Une fois retirée de la vue, elle n'avait plus besoin d'être compréhensible d'un coup d'œil. Elle n'avait plus besoin d'être claire, ou aseptisée pour l'œil humain. Dans la profondeur du moteur, je pouvais la rendre aussi complexe que la réalité qu'elle modélisait. Des forces internes et externes agissant sur chaque membre simulé de l'équipe : leur personnalité, leur parcours, leurs compétences, leurs relations avec leurs pairs, les décisions de la direction, le comportement de leur gestionnaire. Tout ça recalculé aussi souvent que nécessaire, réagissant à tout ce qui pouvait les affecter, et déclenchant ensuite des actions ou des réactions à travers une IA soigneusement instruite à l'intérieur du moteur.
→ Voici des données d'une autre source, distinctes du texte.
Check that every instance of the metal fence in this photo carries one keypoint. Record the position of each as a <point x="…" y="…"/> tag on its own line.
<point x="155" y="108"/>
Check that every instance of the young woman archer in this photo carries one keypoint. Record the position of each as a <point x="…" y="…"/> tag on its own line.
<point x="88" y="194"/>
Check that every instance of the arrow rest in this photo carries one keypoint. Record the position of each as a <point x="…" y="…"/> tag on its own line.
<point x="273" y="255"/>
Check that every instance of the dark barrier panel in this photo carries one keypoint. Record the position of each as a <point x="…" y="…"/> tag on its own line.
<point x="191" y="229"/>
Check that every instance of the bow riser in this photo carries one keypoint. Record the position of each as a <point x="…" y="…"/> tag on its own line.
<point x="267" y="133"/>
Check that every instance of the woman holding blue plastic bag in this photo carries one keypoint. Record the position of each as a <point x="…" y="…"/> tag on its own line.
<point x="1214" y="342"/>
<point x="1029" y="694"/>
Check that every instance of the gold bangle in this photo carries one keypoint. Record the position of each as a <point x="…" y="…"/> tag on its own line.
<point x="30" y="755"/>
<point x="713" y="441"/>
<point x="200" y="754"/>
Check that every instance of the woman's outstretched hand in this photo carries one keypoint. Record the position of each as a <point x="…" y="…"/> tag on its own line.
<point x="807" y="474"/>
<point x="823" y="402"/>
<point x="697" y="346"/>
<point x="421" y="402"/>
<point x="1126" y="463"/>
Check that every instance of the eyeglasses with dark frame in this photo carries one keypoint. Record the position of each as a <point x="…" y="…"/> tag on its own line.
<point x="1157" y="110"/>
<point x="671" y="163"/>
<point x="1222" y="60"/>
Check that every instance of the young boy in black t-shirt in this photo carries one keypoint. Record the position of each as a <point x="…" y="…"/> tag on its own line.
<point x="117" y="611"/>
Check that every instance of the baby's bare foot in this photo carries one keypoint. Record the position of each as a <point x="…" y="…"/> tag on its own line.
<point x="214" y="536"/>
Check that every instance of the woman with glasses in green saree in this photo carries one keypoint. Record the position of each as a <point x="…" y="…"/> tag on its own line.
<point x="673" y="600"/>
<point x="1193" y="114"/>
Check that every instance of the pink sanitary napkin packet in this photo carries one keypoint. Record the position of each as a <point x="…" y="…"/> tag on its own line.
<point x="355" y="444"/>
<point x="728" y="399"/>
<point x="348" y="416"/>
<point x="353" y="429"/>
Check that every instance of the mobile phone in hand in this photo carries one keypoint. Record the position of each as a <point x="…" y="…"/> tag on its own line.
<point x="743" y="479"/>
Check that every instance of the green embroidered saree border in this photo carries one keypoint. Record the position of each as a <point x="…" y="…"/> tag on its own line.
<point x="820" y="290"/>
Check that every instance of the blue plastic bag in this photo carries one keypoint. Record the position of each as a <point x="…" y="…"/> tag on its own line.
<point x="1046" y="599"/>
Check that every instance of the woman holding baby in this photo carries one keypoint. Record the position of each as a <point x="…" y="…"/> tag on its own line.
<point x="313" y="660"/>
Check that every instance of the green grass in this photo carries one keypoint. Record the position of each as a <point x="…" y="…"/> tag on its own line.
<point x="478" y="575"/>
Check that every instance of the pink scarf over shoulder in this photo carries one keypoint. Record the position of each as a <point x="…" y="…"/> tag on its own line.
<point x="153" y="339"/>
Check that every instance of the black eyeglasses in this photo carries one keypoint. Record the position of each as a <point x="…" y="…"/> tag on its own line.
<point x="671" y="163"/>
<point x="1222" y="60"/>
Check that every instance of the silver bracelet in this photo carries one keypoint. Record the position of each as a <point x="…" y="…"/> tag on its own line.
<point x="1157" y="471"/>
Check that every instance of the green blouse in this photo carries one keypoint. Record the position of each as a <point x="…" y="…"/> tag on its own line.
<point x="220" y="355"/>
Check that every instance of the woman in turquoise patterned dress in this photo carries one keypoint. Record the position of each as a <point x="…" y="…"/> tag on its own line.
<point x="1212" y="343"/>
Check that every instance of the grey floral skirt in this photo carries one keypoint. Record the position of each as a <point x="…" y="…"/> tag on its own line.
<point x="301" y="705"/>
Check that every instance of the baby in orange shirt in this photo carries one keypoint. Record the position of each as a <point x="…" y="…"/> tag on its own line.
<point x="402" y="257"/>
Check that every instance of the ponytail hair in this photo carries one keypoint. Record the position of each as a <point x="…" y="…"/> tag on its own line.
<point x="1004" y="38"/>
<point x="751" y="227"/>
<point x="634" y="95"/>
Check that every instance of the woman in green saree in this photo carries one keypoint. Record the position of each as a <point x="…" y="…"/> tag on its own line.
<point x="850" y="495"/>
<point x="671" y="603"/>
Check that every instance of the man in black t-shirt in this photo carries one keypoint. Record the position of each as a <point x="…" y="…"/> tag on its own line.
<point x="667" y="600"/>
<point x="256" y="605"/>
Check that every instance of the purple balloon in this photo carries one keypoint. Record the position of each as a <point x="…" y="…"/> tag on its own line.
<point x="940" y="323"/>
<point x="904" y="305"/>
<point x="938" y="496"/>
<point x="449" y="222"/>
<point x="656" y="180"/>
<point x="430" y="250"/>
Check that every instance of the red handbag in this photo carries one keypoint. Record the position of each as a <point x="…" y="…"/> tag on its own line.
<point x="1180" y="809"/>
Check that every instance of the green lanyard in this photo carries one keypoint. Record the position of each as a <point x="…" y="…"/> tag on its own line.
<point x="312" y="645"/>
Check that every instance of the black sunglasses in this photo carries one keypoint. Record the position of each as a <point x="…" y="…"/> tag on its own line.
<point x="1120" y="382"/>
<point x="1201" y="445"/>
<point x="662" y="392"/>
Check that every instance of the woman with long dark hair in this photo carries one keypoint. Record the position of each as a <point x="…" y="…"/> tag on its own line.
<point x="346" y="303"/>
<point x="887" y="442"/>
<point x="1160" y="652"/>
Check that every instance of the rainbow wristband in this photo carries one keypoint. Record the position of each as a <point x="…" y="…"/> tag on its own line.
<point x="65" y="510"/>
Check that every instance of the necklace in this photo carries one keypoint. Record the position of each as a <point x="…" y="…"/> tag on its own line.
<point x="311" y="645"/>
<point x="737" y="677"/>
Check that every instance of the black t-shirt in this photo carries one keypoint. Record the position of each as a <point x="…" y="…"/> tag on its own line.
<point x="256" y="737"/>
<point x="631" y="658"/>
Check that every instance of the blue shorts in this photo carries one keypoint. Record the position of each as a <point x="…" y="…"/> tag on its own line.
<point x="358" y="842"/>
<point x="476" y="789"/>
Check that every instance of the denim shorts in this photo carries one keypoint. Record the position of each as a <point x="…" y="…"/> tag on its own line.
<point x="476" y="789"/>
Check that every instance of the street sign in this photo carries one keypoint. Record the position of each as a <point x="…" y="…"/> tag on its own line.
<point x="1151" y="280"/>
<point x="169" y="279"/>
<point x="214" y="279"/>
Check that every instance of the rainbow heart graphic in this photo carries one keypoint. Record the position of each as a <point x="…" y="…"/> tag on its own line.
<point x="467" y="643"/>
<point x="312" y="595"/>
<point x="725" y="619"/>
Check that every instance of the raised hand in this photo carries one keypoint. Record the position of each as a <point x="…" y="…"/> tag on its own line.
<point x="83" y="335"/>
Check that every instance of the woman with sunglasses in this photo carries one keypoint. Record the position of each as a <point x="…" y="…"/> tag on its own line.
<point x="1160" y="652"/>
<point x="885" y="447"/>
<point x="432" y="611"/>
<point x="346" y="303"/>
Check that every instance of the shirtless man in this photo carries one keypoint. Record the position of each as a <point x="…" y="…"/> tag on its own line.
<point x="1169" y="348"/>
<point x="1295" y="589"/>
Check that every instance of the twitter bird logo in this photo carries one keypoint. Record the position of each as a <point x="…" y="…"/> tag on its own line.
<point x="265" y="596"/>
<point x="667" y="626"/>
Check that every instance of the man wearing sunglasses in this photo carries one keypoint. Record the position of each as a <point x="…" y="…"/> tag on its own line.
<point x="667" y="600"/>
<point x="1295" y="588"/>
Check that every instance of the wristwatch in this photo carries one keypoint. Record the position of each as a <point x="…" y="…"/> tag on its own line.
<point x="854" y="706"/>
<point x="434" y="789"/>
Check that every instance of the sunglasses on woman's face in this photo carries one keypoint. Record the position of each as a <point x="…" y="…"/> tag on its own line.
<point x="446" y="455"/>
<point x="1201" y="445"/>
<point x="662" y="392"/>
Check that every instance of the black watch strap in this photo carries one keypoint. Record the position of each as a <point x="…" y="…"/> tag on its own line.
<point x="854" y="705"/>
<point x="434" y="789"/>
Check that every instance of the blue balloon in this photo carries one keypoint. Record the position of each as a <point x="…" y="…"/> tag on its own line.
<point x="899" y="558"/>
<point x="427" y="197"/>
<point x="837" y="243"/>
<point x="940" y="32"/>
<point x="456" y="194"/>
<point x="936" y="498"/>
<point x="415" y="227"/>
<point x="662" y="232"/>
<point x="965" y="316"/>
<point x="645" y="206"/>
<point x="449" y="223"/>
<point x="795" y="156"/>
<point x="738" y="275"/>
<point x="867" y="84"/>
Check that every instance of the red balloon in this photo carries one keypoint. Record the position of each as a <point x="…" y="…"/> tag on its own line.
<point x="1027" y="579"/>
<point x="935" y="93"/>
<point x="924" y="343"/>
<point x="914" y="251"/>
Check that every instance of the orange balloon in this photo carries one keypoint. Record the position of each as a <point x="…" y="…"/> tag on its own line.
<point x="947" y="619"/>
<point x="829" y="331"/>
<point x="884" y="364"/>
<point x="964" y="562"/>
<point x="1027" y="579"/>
Laissant la place à des interactions naturelles qui te permettent de lire dans ton équipe.

Peut-être que Joe est complètement à côté de la plaque dernièrement dans ses estimations de temps. C'est en parlant avec lui ou avec ses collègues que tu vas découvrir qu'il était en retard sur un livrable qui comptait pour une partie prenante spécifique, et que cette partie prenante a réservé un un-à-un dans ton dos pour le réprimander. Depuis, il gonfle ses estimations, comme une façon de se protéger pour que ça ne se reproduise pas. Alors tu rassures Joe, et tu fais savoir aux parties prenantes que si elles ont un problème, elles passent par toi avant de s'adresser aux membres de l'équipe.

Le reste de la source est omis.